We first found it last fall after being handed a flyer while at the Earth Day Market. It advertised a small harvest festival promising live music, good food, and fun. That's all we needed to mark our calendars and head on over. We found a treasure chest of fascinating growers, producers, and craftsmen and women all doing amazing things at this intimate (yet public) event.
This time was no different. Organized by Slow Business - a group that takes its cue from Slow Food and features businesses focusing on locally made, hand-crafted items - this event featured a similar mix that again made for great atmosphere. Serenaded by a rotating schedule of musicians as we strolled among vendors offering everything from baked goods to naturally-dyed handmade textiles to organic rice and tea, we snacked on fresh roasted spring vegetables and sipped sweet sake. Big enough to offer an interesting selection of items to eat, drink, and learn about the festival remained small enough that it was easy (even in very poor Japanese) to chat with growers and producers about their work and passion while children played tag among the tables. Diners seated inside enjoyed a seasonal meal of fish, miso, rice, and vegetables in the massive tatami room overlooking the courtyard and where an ikebana demonstration also took place.

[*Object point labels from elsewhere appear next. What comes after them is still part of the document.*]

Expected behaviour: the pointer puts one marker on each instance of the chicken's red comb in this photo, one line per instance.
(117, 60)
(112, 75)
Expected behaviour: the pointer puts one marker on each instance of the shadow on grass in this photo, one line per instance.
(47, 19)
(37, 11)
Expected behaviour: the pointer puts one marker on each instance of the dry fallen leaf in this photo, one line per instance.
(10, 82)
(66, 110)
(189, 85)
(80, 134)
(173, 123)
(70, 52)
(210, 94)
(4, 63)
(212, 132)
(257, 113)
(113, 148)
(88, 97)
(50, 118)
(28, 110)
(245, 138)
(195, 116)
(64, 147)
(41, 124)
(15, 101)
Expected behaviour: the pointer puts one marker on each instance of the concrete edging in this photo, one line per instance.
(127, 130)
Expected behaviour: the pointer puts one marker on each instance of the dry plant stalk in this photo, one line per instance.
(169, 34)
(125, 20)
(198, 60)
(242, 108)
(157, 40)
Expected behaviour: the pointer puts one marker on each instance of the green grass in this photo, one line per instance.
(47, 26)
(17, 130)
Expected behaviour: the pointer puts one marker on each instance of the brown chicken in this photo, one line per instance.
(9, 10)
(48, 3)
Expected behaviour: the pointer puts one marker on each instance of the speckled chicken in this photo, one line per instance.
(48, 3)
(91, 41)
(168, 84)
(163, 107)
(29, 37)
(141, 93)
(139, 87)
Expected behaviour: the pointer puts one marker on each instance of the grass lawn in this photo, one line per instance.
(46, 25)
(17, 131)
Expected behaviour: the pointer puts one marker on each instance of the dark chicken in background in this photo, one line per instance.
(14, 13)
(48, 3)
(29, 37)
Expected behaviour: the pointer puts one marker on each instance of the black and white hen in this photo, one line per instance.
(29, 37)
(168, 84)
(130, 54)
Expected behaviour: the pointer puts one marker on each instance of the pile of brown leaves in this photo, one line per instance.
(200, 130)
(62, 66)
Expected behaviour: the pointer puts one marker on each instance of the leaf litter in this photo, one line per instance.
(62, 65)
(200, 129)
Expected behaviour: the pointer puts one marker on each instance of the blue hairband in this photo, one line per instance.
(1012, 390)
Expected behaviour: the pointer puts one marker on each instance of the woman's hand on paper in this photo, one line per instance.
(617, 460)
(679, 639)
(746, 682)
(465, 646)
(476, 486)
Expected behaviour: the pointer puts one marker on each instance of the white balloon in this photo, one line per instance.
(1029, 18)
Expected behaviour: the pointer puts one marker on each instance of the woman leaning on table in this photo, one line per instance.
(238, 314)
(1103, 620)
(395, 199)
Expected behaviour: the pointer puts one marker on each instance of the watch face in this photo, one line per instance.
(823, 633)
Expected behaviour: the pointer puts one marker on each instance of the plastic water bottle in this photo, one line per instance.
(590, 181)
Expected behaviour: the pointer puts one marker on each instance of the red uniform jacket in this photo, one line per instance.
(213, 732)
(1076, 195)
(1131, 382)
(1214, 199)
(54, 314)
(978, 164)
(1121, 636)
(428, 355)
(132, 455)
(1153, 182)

Perhaps what I liked best about this event was that while it was about commerce (slow business or not, trade is essential in order to be able to continue honing your craft) it was also about building community and the pleasure of work. The men and women present, whether farmers, body workers, brewers, bakers, or musicians were passionate and enthusiastic about their creations and eager to engage with customers about it.
A Few Favorites
Who can resist organically grown green tea served up by the grower? Not me, that's for sure. I should be saving it for a present to take home, but I'm enjoying every last leaf, I confess.
Beautifully crafted tenugui made with natural dyes such as zelkova, kaki, and onion skin, Fukuoka-san's original designs based on nature and tradition are a feast for the eyes.
A La Main de Mariko
Considering how tasty the sample cookies were I'm still glad I came home with a loaf of Mariko's brown rice sourdough. Chewy and soft we couldn't bear to toast it (a rarity in our house), and a field trip to the shop in Kodaira may soon be on the calendar.
Four kinds of rice, rock salt, non-toxic mosquito coils and honey were just some of the offerings at this table. While not locally grown or produced, the source for these products is part of their appeal. Yukkuri Mura is an intentional community based around the farming methods of Masonobu Fukuouka, a seminal figure in Japanese and world agriculture. A field trip here may also soon be on the calendar to see Fukuouka's methods in real time. Meanwhile, we're enjoying the tasty rice!